Regular Expressions

Regular expressions, often abbreviated as regex or regexp, powerful and concise sequences of characters that define a search pattern. For example, let’s consider a scenario where you want to check if a given string is a valid email address. Using regex, you may achieve this as follows:

import re

def is_valid_email(email):
    
    # Define a RegEx for a simple email validation
    email_pattern = r'^[a-zA-Z0-9._%+-]+@[a-zA-Z0-9.-]+\.[a-zA-Z]{2,}$'
    
    # Use re.match to check if the email matches the pattern
    match = re.match(email_pattern, email)
    
    # If there is a match, the email is valid
    return bool(match)
  
# Test the function with some examples
email1 = "user@example.com"
email2 = "invalid.email@com"
email3 = "missing@dotcom"

print(f"{email1} is valid: {is_valid_email(email1)}") # Output: True
## user@example.com is valid: True
print(f"{email2} is valid: {is_valid_email(email2)}") # Output: False
## invalid.email@com is valid: False
print(f"{email3} is valid: {is_valid_email(email3)}") # Output: False
## missing@dotcom is valid: False


In this example, the regular expression '^[a-zA-Z0-9._%+-]+@[a-zA-Z0-9.-]+\.[a-zA-Z]{2,}$' represents a email validation pattern, and the match function from the re module1 evaluates if there is any pattern matching; if there is it returns True for match, otherwise False.

This is a basic illustration of how RegEx works in Python.

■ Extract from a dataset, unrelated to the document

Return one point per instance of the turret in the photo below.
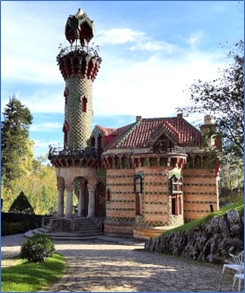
(79, 65)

As we can see, it allows us to represent an infinite-size sets of possible strings that matches the pattern in a compact and efficient way2.



Formal Definition of RegEx

The formal definition of regular expressions is inductive. Suppose that we have a finite alphabet \(\left(\Sigma\right)\). We start with specifying the following as regular expressions:

  • \(\emptyset\): The empty set
  • \(\varepsilon\): The set containing the empty string ""
  • Literal character \(a\): The one-element \(\{a\}\), for \(a \in \Sigma\)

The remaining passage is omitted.